On Wednesday, a joint operation by the Islamic Revolution Guard Corps (IRGC) and the Iranian Intelligence Ministry targeted the headquarters and depot sites of an unnamed separatist group.

“These separatists had planned, with the support of the American-Zionist enemy and by exploiting wartime conditions, to enter the country through the western borders and carry out terrorist attacks with separatist objectives in urban and border areas,” the IRGC and Intelligence Ministry said in a joint statement. “In a joint preemptive action, a significant portion of these mercenaries’ positions and capabilities was destroyed, inflicting heavy losses on them.”

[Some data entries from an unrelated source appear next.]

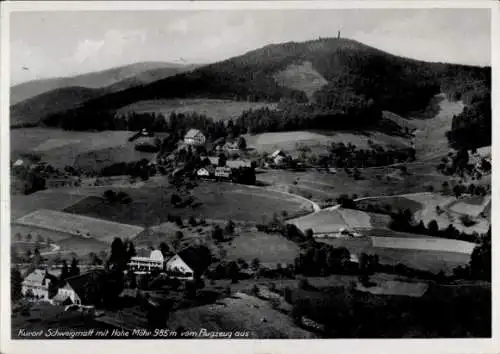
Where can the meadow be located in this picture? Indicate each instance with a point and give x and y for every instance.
(79, 225)
(219, 201)
(430, 260)
(319, 140)
(90, 150)
(270, 249)
(212, 108)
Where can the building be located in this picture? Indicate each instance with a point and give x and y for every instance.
(75, 290)
(69, 181)
(223, 172)
(147, 264)
(278, 157)
(206, 172)
(194, 137)
(188, 264)
(36, 285)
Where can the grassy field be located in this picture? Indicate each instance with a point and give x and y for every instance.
(472, 206)
(395, 203)
(220, 201)
(60, 148)
(449, 216)
(270, 249)
(318, 141)
(331, 221)
(301, 77)
(430, 260)
(319, 186)
(24, 230)
(79, 225)
(47, 199)
(212, 108)
(239, 313)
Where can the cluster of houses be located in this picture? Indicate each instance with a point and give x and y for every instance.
(185, 265)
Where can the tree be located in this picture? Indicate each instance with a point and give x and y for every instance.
(164, 249)
(229, 228)
(109, 195)
(131, 252)
(74, 270)
(433, 228)
(179, 235)
(222, 160)
(64, 271)
(118, 257)
(15, 284)
(217, 233)
(255, 265)
(309, 234)
(242, 143)
(175, 199)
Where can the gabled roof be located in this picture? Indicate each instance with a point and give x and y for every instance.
(192, 133)
(36, 277)
(79, 282)
(277, 153)
(197, 258)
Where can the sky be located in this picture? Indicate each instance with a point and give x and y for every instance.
(55, 44)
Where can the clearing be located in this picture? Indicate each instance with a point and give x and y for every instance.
(78, 225)
(239, 313)
(331, 221)
(60, 148)
(302, 77)
(212, 108)
(270, 249)
(219, 201)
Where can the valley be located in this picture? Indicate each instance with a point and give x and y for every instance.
(264, 191)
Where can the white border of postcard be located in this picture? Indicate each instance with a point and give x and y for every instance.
(8, 346)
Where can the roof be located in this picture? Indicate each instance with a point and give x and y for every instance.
(198, 258)
(79, 282)
(192, 133)
(209, 168)
(277, 153)
(36, 277)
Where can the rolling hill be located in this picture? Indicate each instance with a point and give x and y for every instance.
(32, 101)
(338, 81)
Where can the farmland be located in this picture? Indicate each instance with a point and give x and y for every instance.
(220, 201)
(78, 225)
(330, 221)
(320, 187)
(430, 260)
(240, 313)
(86, 149)
(47, 199)
(212, 108)
(270, 249)
(318, 141)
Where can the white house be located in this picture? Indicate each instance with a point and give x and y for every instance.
(74, 290)
(223, 172)
(278, 157)
(188, 263)
(205, 172)
(36, 284)
(147, 264)
(177, 267)
(194, 137)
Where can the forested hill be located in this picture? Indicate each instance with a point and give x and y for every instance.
(360, 81)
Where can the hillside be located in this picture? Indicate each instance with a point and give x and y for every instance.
(62, 94)
(331, 83)
(143, 72)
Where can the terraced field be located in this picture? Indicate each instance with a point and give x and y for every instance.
(79, 225)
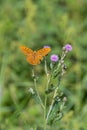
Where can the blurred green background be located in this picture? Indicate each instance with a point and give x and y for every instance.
(35, 23)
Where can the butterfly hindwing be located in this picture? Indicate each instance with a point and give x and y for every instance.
(26, 50)
(34, 57)
(44, 51)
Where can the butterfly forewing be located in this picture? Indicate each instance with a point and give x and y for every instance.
(34, 57)
(26, 51)
(44, 51)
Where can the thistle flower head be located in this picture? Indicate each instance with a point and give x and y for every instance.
(54, 58)
(46, 46)
(67, 47)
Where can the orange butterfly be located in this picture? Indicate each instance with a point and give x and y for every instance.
(34, 57)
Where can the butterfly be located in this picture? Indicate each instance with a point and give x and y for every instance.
(34, 57)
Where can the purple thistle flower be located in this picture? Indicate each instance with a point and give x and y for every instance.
(54, 58)
(67, 47)
(46, 46)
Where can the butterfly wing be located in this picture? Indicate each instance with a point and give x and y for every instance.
(33, 60)
(44, 51)
(26, 51)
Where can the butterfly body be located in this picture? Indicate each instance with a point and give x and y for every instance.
(34, 57)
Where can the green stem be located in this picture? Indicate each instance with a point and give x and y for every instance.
(35, 85)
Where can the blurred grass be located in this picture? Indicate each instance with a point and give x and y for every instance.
(35, 24)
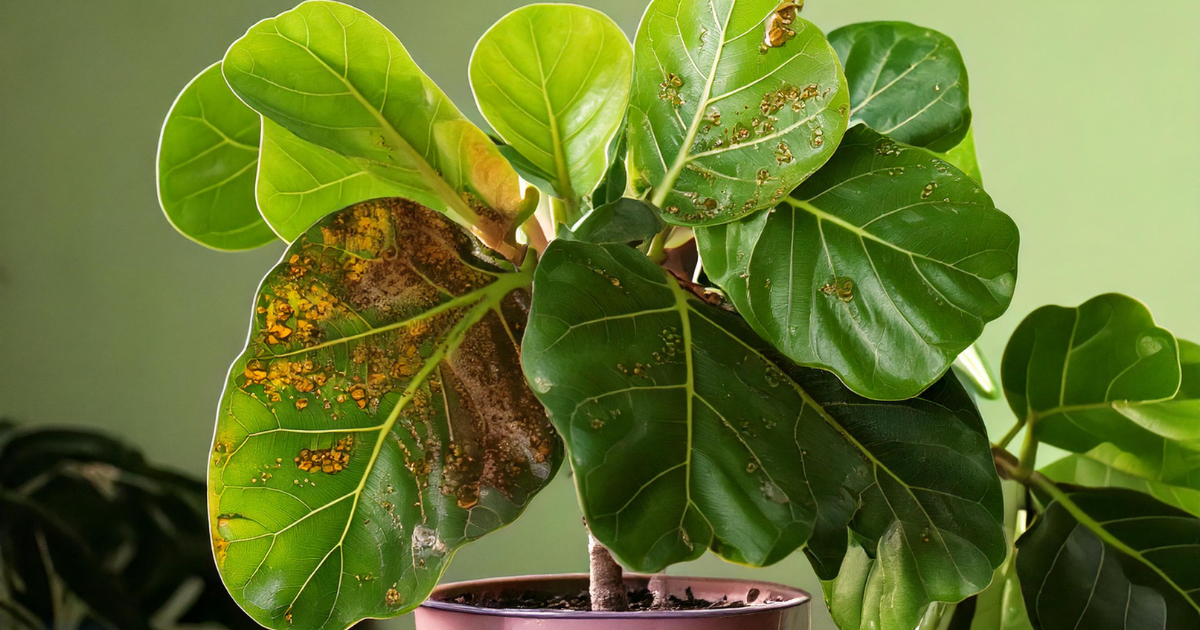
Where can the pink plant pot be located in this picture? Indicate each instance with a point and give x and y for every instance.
(775, 607)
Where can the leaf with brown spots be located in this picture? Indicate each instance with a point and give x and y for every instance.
(377, 421)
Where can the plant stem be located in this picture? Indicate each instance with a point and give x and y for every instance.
(607, 585)
(1029, 457)
(658, 246)
(558, 213)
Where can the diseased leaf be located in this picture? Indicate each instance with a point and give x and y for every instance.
(1104, 373)
(687, 432)
(1116, 559)
(882, 267)
(553, 82)
(377, 420)
(906, 82)
(300, 183)
(624, 221)
(720, 123)
(335, 77)
(207, 159)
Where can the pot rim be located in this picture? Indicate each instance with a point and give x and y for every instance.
(797, 599)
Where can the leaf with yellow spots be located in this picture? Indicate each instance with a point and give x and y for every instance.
(377, 421)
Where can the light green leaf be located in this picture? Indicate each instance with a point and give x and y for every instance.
(906, 82)
(964, 157)
(882, 267)
(624, 221)
(1105, 373)
(1105, 467)
(207, 159)
(972, 367)
(377, 420)
(299, 183)
(335, 77)
(1111, 559)
(616, 179)
(687, 432)
(553, 82)
(720, 124)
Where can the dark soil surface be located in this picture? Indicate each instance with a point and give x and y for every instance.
(640, 600)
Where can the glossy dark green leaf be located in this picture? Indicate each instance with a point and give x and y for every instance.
(1104, 373)
(207, 159)
(687, 432)
(906, 82)
(335, 77)
(721, 124)
(1116, 559)
(882, 267)
(299, 181)
(553, 82)
(624, 221)
(377, 420)
(1107, 466)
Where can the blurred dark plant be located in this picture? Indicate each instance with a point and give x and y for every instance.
(91, 537)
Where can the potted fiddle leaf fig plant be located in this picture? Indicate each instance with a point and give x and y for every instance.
(721, 270)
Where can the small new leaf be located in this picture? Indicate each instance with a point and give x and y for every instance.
(553, 82)
(207, 159)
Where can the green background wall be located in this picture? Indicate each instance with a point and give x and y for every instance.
(1087, 124)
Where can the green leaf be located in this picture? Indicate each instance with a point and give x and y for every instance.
(906, 82)
(720, 124)
(624, 221)
(377, 420)
(1105, 467)
(616, 179)
(1104, 372)
(207, 157)
(687, 433)
(1111, 559)
(963, 156)
(882, 267)
(299, 183)
(553, 82)
(976, 370)
(335, 77)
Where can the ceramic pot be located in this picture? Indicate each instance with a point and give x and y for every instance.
(775, 607)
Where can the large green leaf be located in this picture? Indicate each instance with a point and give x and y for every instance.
(299, 181)
(882, 267)
(207, 157)
(1105, 467)
(335, 77)
(1105, 373)
(1111, 559)
(721, 124)
(553, 82)
(687, 433)
(377, 420)
(905, 81)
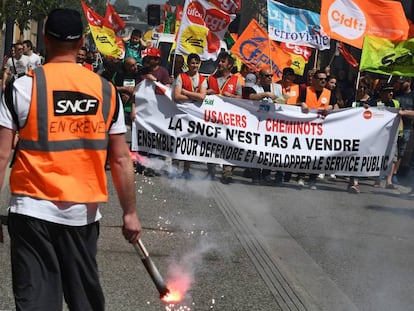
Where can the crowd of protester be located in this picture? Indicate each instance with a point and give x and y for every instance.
(316, 89)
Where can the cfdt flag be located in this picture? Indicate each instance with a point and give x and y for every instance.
(297, 26)
(102, 33)
(114, 19)
(202, 28)
(254, 49)
(350, 21)
(387, 57)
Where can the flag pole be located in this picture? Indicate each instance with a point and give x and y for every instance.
(316, 58)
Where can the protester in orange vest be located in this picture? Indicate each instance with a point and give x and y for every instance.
(223, 82)
(290, 90)
(317, 96)
(190, 86)
(70, 120)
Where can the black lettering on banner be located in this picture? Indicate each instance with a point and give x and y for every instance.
(296, 144)
(77, 127)
(175, 125)
(374, 163)
(242, 136)
(250, 155)
(332, 144)
(186, 146)
(276, 141)
(203, 129)
(155, 140)
(342, 163)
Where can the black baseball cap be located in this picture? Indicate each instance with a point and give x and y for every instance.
(387, 87)
(288, 71)
(64, 25)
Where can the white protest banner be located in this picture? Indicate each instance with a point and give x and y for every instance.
(353, 142)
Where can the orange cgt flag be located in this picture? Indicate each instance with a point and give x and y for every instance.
(256, 50)
(350, 21)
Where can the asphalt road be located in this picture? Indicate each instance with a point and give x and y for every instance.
(247, 247)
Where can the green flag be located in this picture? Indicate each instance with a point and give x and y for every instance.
(383, 56)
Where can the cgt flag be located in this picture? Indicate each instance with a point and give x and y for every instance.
(383, 56)
(256, 50)
(102, 33)
(202, 28)
(350, 21)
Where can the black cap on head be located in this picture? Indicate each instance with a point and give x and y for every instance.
(288, 71)
(64, 25)
(386, 87)
(402, 79)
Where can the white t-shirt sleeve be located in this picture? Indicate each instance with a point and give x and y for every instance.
(118, 127)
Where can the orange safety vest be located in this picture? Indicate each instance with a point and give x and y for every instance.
(63, 145)
(188, 83)
(315, 103)
(229, 86)
(293, 91)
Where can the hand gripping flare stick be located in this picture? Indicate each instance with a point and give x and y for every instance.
(151, 269)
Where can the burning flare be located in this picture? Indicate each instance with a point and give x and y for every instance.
(178, 282)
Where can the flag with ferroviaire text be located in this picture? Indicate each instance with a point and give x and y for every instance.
(102, 33)
(387, 57)
(256, 50)
(297, 26)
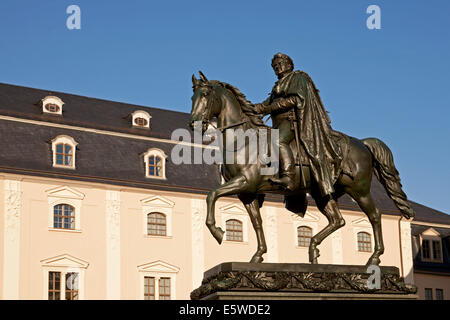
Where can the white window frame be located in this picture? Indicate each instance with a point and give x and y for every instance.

Over the years, Iran has signed multiple security agreements with the Iraqi government, as well as with authorities in Iraq’s autonomous Kurdistan region, to push U.S.- and Israeli-backed Kurdish separatists away from Iran’s borders. However, in recent interviews with European media, some leaders of these groups have said they received ammunition and weapons from the CIA and Mossad and are awaiting orders to enter Iran. 

Since the war began on February 28, U.S. and Israeli warplanes have bombed several border control outposts in Iran’s western provinces. American media outlets, including CNN, have framed these illegal, terrorist, and separatist plans as initiatives that would later make it easier  for the "Iranian people" to "stage protests."

Iraqi-based Kurdish separatists also took up arms against Iran during Saddam Hussein’s invasion of the country in the 1980s. These groups have long been used by foreign governments as tools to pressure Iran, but they lack popular support inside the country. Iran’s Kurdish population argues that Kurds are among the oldest Iranian peoples and that, if anything, Kurds who were separated from Iran during World War I should be able to return to their homeland. Kurds formed the first Iranian government, the Median Kingdom, between the 9th and 7th centuries BCE.

The Iranian Armed Forces have repeatedly warned that the U.S. and Israel are designing terrorist operations in western Iranian provinces aimed at creating a separatist Kurdish government. Such a plan, if carried out, would also threaten the national security of Turkey and Syria, both of which have significant Kurdish populations.

In recent days, the IRGC Ground Force has also attacked separatist targets in Iraq using around 30 drones and, on another occasion, three missiles.

The U.S. and the Trump administration attacked Iran on Saturday with the aim of toppling the Islamic Republic. Since assassinating Iran’s Leader, Ayatollah Seyyed Ali Khamenei, and killing more than 1,000 Iranians in attacks on civilian sites, the two regimes have failed to provoke a domestic uprising—an outcome analysts say was central to their calculations. Instead, large numbers of Iranians have taken to the streets nightly in support of the Islamic Republic. This has reportedly pushed the U.S. and Israel to consider deploying ground troops, as signs indicate that airstrikes alone cannot topple the Islamic Republic.